Apesar das justificativas de o país ser uma ilha e com uma população pequena, poucas nações agiram com a rapidez e determinação de Ardern. Ela também certificou-se de entender os detalhes científicos sobre a doença, o que permitiu que ela se comunicasse de forma transparente e clara com a população. A primeira-ministra ainda é reconhecida pelos seus esforços em relação à crise climática. No ano passado, ela aprovou uma lei que busca zerar as emissões de carbono no país até 2050.

Anthony Fauci

Fauci é chefe do Instituto Nacional de Alergia e Doenças Infecciosas dos Estados Unidos (NIAID). Ele já aconselhou seis presidentes durante surtos de Ebola, HIV e Zika. Neste ano, seu desafio foi orientar a população sobre COVID-19 enquanto entrava em conflito com Donald Trump. O presidente norte-americano se mostrou relutante em controlar a pandemia às custas da economia, mas Fauci reforçava a necessidade de implementar medidas rigorosas para desacelerar a disseminação da doença.

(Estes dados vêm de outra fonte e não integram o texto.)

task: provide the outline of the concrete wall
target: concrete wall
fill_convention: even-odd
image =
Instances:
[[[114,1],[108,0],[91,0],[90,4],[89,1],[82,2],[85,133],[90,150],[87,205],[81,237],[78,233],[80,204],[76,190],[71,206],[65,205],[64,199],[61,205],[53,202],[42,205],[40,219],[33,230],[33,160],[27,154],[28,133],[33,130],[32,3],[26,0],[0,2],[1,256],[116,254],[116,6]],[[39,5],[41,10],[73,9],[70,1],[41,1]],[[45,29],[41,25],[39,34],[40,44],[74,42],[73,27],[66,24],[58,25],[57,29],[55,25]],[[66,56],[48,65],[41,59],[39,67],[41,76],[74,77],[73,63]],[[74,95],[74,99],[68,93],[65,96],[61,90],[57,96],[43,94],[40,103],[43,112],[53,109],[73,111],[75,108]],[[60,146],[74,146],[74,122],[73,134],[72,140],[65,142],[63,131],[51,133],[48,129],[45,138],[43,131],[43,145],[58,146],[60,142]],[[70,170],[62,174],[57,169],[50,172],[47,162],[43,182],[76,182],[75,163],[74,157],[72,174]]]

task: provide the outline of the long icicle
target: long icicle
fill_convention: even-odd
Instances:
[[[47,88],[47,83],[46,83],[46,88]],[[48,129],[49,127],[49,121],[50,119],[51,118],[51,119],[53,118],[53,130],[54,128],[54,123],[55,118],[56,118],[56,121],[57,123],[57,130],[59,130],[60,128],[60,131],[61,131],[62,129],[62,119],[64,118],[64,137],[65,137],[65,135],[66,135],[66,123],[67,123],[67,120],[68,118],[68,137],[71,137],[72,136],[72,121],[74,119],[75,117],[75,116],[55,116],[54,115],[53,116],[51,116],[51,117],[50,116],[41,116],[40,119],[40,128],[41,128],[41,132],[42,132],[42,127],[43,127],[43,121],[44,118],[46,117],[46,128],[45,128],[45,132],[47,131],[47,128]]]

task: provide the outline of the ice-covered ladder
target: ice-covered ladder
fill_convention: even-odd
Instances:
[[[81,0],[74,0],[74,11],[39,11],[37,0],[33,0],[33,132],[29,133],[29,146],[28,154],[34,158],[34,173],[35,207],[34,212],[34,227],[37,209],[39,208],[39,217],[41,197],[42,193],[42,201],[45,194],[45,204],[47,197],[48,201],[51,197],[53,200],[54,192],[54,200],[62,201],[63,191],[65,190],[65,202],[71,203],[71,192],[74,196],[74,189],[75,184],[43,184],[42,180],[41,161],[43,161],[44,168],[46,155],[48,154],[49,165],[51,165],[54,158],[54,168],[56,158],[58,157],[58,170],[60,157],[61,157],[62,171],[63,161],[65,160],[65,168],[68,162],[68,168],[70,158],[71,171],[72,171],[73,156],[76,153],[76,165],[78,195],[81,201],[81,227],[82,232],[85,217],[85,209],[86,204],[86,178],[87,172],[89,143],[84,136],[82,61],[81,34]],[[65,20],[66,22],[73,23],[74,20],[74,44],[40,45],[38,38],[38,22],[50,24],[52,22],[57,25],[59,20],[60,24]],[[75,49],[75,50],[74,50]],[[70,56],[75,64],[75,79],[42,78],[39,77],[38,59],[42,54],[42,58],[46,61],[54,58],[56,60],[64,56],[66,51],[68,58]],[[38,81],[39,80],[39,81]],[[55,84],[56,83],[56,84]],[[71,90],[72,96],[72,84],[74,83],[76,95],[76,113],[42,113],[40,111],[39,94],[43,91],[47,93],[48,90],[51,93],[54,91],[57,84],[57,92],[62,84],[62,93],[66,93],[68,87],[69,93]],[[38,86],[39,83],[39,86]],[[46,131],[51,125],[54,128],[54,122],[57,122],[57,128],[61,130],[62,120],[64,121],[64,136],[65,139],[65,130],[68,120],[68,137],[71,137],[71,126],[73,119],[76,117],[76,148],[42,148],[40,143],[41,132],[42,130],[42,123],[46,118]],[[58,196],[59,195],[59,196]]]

Com tantas ameaças vindo inclusive do próprio governo, Fauci agora conta com guardas federais supervisionando sua segurança. Prestes a completar 80 anos, ele afirma que não tem planos de se aposentar e que vai permanecer no NIAID para aconselhar o novo presidente, Joe Biden.

Verena Mohaupt

Como coordenadora de logística da maior expedição de pesquisa no Ártico já feita, Mohaupt foi reconhecida pela Nature por sua habilidade em proteger os cientistas de uma série de adversidades durante o projeto.

Gonzalo Moratorio

Considerado um dos maiores responsáveis por conter rapidamente a disseminação de COVID-19 no Uruguai, Moratorio é um virologista do Instituto Pasteur e da Universidade da República, ambos em Montevidéu.

Adi Utarini

Pesquisadora de saúde pública, conduziu um teste pioneiro de uma tecnologia que poderia ajudar a eliminar a dengue.

Kathrin Jansen

Chefe de pesquisa e desenvolvimento de vacinas da empresa farmacêutica norte-americana Pfizer. Sua equipe conseguiu desenvolver uma vacina eficaz contra COVID-19 em um tempo recorde de 210 dias.

Zhang Yongzhen

Virologista do Centro Clínico de Saúde Pública de Xangai. Foi o primeiro a compartilhar online o genoma do vírus causador de COVID-19, o que foi crucial para a identificação da doença em outros países.

Chanda Prescod-Weinstein

Cosmóloga e professora na Universidade de New Hampshire em Durham, ajudou a organizar o Strike for Black Lives, uma campanha online para exigir que as instituições enfrentassem o racismo na ciência e na sociedade. Com base em suas experiências como física mulher e negra, Prescod-Weinstein se dedica à luta contra o racismo e machismo na ciência.

Li Lanjuan

Epidemiologista da Universidade Zhejiang em Hangzhou. Ao ser enviada em Wuhan para avaliar o surto de COVID-19, a cientista de 73 anos pediu que a cidade de 11 milhões de habitantes entrasse em lockdown imediatamente.